In summary, this script is designed to be used as a worker function in an AWS Batch job. It retrieves job-specific parameters from environment variables, reads data from an S3 location, and calls a custom main
function from an external module to perform data processing and calculations.
For more details, refer to this GitHub repository.
Integration of Docker, ECR, and ECS
To make this workflow scalable, we have integrated Docker, ECR, and ECS before this code is executed as part of an AWS Batch job. Let me explain how these services likely fit into the overall architecture:
- Docker: Docker is a containerization platform that allows you to package an application and its dependencies into a container image. In this context, Docker would be used to create a container image that encapsulates the code and dependencies required to run the processing tasks for the AWS Batch job. This container image is typically defined in a Dockerfile.

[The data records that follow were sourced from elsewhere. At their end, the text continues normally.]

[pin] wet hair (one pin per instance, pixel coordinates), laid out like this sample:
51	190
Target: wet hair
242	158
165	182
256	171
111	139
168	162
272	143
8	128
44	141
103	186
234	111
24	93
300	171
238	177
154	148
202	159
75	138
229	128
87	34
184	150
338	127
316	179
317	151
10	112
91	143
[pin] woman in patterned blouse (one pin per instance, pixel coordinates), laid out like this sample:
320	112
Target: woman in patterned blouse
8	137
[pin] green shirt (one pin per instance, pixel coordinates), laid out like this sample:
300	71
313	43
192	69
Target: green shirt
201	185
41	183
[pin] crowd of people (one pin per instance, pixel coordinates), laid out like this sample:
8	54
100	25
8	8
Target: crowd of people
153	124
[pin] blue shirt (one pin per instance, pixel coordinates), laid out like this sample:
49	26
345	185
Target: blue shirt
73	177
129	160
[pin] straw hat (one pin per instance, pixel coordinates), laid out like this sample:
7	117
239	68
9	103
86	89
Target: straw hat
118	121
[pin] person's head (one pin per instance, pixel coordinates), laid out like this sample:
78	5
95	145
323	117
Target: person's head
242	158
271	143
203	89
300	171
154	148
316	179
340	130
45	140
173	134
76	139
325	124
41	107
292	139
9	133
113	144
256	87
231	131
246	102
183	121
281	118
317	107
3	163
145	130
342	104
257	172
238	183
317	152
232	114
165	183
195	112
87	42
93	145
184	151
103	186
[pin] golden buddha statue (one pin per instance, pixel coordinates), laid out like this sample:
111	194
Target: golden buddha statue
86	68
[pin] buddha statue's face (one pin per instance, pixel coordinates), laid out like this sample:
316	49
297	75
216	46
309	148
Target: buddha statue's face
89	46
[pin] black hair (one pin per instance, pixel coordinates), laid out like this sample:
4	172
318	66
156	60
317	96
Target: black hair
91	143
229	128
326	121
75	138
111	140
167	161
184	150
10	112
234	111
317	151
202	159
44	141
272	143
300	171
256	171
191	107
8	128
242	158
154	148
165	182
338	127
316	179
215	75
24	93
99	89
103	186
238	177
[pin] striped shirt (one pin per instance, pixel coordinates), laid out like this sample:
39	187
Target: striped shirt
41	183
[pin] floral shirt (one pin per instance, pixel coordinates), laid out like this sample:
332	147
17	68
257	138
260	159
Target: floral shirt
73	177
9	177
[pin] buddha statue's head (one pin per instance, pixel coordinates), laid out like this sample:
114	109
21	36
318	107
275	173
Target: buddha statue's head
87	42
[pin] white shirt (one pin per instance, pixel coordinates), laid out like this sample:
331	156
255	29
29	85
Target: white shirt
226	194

- Amazon Elastic Container Registry (ECR): ECR is a fully managed container registry provided by AWS. It is used to store and manage Docker container images. After creating a Docker image, you can push it to an ECR repository. Once the image is stored in ECR, it can be easily accessed by AWS services, including ECS and AWS Batch, for running containerized tasks.
- Amazon Elastic Container Service (ECS): ECS is a container orchestration service that allows you to run and manage Docker containers. You can define and configure ECS tasks and services that specify which container images to use, how many instances of the containers to run, and how they interact with other AWS resources.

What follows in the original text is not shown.